22/05/2025

Madeleine Pereira: "Não sabia nada de Portugal"

 


Chama-se Madeleine Pereira, é luso-descendente e uma das convidadas do Maia BD, que decorre no Fórum da Maia a partir de amanhã e até domingo.
Passou por Portugal há algumas semanas para participar no festival "A Arte de ser Migrante" e para promover o seu livro Borboleta (ASA).
Já a seguir encontram a versão integral da entrevista que serviu de base ao texto publicado no Jornal de Notícias a 27 de Abril último e também disponível online.


As Leituras do Pedro - Como é que nasceu este projeto?

Madeleine Pereira - Foi em 2019, candidatei-me para uma residência em Epinal, no Nordeste da França, e tinha que fazer um projeto de banda desenhada. Fiz três propostas e essa sobre Portugal foi aceite.

Mas, no início, também queria saber mais sobre a minha família, porque o meu pai foi para França em 1973, tinha 13 anos. Então, era um bom projeto para aprofundar essas questões e para fazer uma história sobre Portugal, porque na França, por exemplo, as pessoas não conhecem a história da ditadura em Portugal. Eu também não sabia nada. Sabia que tinha havido uma ditadura, mas não sabia qual e o que aconteceu.

Por isso, fiz o projeto para sensibilizar também os franceses sobre essas questões e, de um modo egoísta, para saber mais sobre a minha família.


As Leituras do Pedro - A escolha de uma banda desenhada foi sua?

Madeleine Pereira - Sim, sim, eu faço banda desenhada desde criança. Contar histórias do que me acontecia em banda desenhada, para mim era mais fácil.


As Leituras do Pedro - Foi fácil encontrar a sua imagem para se mostrar no livro? Desenhares-se a si própria?

Madeleine Pereira - Sim, porque há alguns anos que gosto de fazer banda desenhada sobre anedotas que me acontecem. Sou muito fácil a desenhar, porque eu tenho um grande nariz, sobrancelhas com pequeno espaço entre elas e o cabelo. Sou fácil de desenhar.

A minha personagem sou realmente eu.

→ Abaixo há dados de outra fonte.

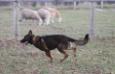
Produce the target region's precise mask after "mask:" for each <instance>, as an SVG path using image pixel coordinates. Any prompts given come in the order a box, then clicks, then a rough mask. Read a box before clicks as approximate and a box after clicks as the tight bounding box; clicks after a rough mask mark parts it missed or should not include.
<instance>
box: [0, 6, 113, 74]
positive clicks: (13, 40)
mask: <svg viewBox="0 0 115 74" xmlns="http://www.w3.org/2000/svg"><path fill="white" fill-rule="evenodd" d="M60 11H61V13H62V17H63V22H62V23H55V24H51V25H48V26H46V25H43V26H38V25H36V24H33V22H32V21H25V22H22V23H20V36H19V39H21V38H22V37H23V36H24V35H25V34H26V33H27V32H28V30H30V29H32V30H33V32H34V33H35V34H36V35H49V34H64V35H67V36H70V37H72V38H76V39H79V38H83V37H84V35H85V34H86V33H88V32H89V15H90V10H89V9H76V10H71V9H63V10H62V9H60ZM12 15H13V14H12V9H11V7H0V74H114V73H115V21H114V20H115V10H114V9H103V10H100V9H96V16H95V35H96V38H95V39H94V40H92V41H90V42H89V43H88V44H87V45H86V46H82V47H79V46H78V50H77V53H76V54H77V57H76V58H73V55H72V51H67V52H68V54H69V55H70V56H69V58H68V59H67V60H65V61H64V62H63V63H59V60H60V59H61V58H63V55H62V54H60V53H58V51H57V50H53V51H52V56H53V57H54V61H53V64H50V63H49V62H48V58H47V57H46V56H45V54H44V52H42V51H40V50H38V49H36V48H35V47H34V46H32V45H28V46H22V45H21V44H20V43H19V41H16V40H15V39H14V26H13V25H12V23H13V22H12V21H13V20H12ZM75 59H77V61H75Z"/></svg>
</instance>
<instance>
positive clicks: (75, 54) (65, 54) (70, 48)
mask: <svg viewBox="0 0 115 74" xmlns="http://www.w3.org/2000/svg"><path fill="white" fill-rule="evenodd" d="M88 41H89V34H86V35H85V37H84V39H82V40H76V39H73V38H70V37H67V36H65V35H59V34H58V35H46V36H35V35H34V34H33V33H32V31H31V30H30V31H29V32H28V34H27V35H25V36H24V38H23V39H22V40H21V43H26V44H27V43H30V44H32V45H34V46H35V47H37V48H39V49H40V50H42V51H44V52H45V54H46V56H48V57H49V58H50V62H52V61H53V58H52V56H51V54H50V50H54V49H56V48H57V49H58V51H59V52H60V53H62V54H64V58H63V59H62V60H60V62H63V61H64V60H65V59H66V58H67V57H68V54H67V53H66V52H65V50H69V49H71V50H73V52H74V56H76V46H78V45H79V46H82V45H85V44H87V43H88Z"/></svg>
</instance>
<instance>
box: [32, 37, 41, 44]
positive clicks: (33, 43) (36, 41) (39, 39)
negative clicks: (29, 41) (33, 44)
mask: <svg viewBox="0 0 115 74" xmlns="http://www.w3.org/2000/svg"><path fill="white" fill-rule="evenodd" d="M39 40H40V37H38V36H33V38H32V43H33V44H35V43H36V42H37V41H39Z"/></svg>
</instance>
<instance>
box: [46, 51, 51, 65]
mask: <svg viewBox="0 0 115 74" xmlns="http://www.w3.org/2000/svg"><path fill="white" fill-rule="evenodd" d="M45 54H46V56H47V57H49V58H50V63H52V61H53V58H52V56H51V53H50V51H46V52H45Z"/></svg>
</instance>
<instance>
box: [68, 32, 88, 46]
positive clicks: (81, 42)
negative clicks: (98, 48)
mask: <svg viewBox="0 0 115 74" xmlns="http://www.w3.org/2000/svg"><path fill="white" fill-rule="evenodd" d="M68 40H69V41H70V42H75V44H76V45H80V46H82V45H85V44H87V43H88V41H89V34H86V35H85V37H84V39H82V40H75V39H72V38H68Z"/></svg>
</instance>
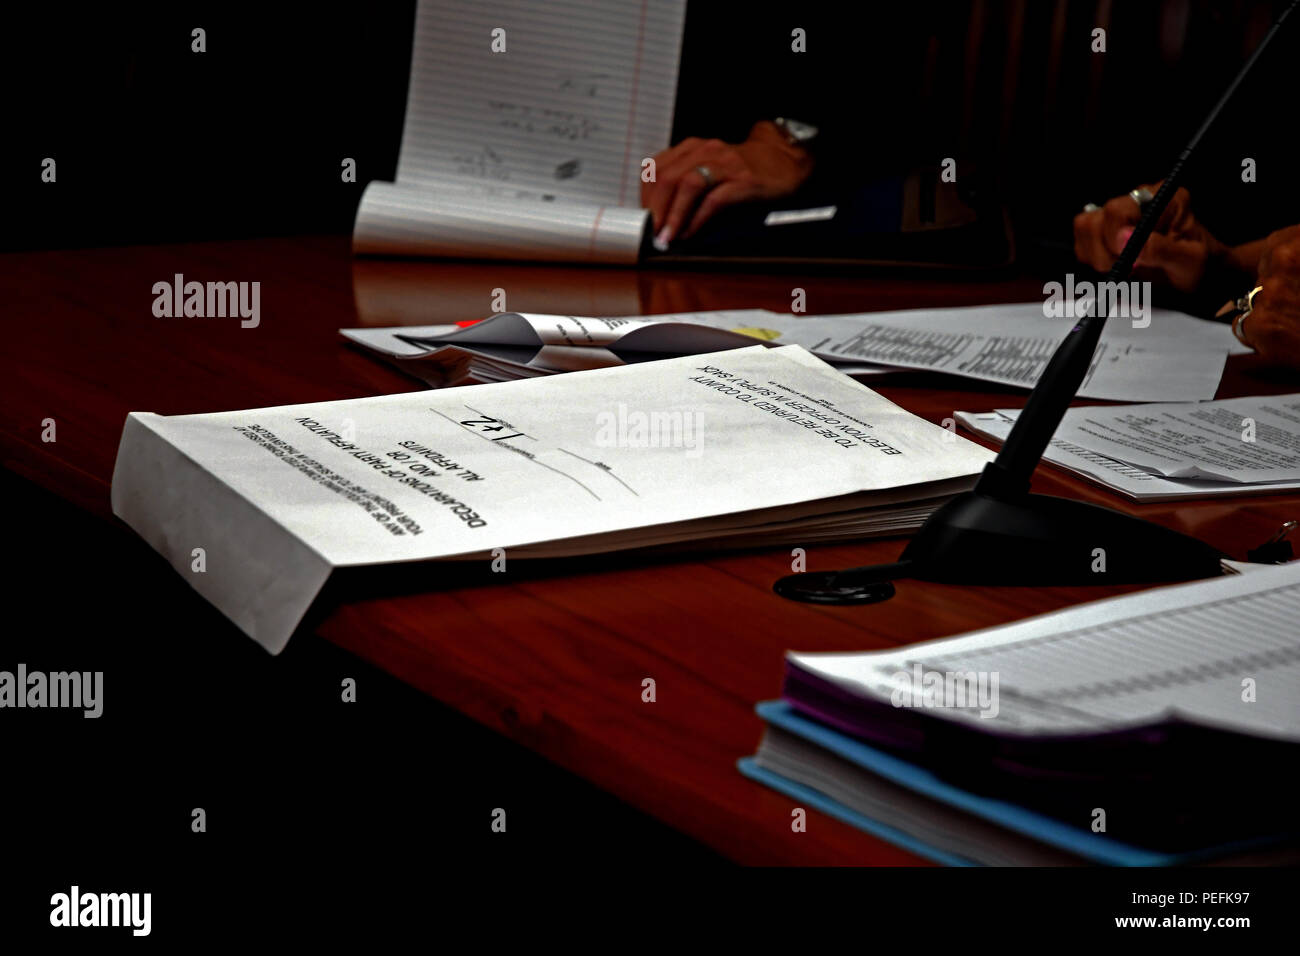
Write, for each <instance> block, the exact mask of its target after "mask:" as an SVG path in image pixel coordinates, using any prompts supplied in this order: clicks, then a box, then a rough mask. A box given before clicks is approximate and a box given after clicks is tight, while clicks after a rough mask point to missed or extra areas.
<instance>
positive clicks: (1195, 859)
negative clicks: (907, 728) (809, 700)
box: [737, 700, 1286, 866]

Tenho amigos que, quando leram o livro disseram: "Ah, eu ouço a tua voz na banda desenhada". Para mim é normal, também acontece quando leio as bandas desenhadas dos meus amigos.


As Leituras do Pedro - Entrevistou várias pessoas para contar a história delas. Quanto do que está no livro é verdadeiro e quanto é que foi ficcionado para a narrativa funcionar bem?

Madeleine Pereira - No início, eu queria fazer exatamente como as pessoas me contaram as suas histórias. Mas, por exemplo, o Nuno é a terceira personagem da história. No fim, quando ele passa a fronteira com a mãe e as irmãs, ele bebe água das vacas.


As Leituras do Pedro - Sim, sim. A água que as vacas que pisavam, sim.

Madeleine Pereira - Isso, por exemplo é é outras histórias que outras pessoas me contaram.

Também há uma história sobre uma mulher que foi presa, é ficção. Acrescentei porque queria que cada personagem contasse um ponto da ditadura. Com essa personagem, queria que falasse mais da PIDE e das torturas. Fui ao Museu do Aljube para recolher informações e depois fiz a mistura. Mas, enfim, as pessoas que estão na banda desenhada são quase o que me contaram. Não misturei tanto assim, só detalhes. A minha tia, por exemplo, é 100% verdadeira.


As Leituras do Pedro - Ao fazer as entrevistas, ao procurar informação no Museu do Aljube, o que é que a impressionou mais? Era um Portugal que desconhecia completamente, ou quase completamente. O que é que a marcou mais?

Madeleine Pereira - Muitas coisas. Lembro-me que quando eu estava a trabalhar sobre a história da minha tia, o livro era mais orientado para abordar as mulheres durante a ditadura. E quando fui para o Museu do Aljube, havia uma exposição temporária sobre as mulheres durante a resistência. Falava das Três Marias. E eu aprendi muito. O pior, acho que é quando as pessoas contam a história delas, porque é muito emocionante, mas também há muito sofrimento. Era complicado. Aprendi que as mulheres estavam dependentes do pai, e depois dos irmãos, e depois do marido. Então, não tinham direitos nenhuns.

Também aprendi muito sobre as guerras coloniais. Fiquei muitas horas no Arquivo RTP, para ter imagens e informações. E a minha irmã também me deu aulas, porque ela é professora de português. Sabe muitas coisas sobre a história.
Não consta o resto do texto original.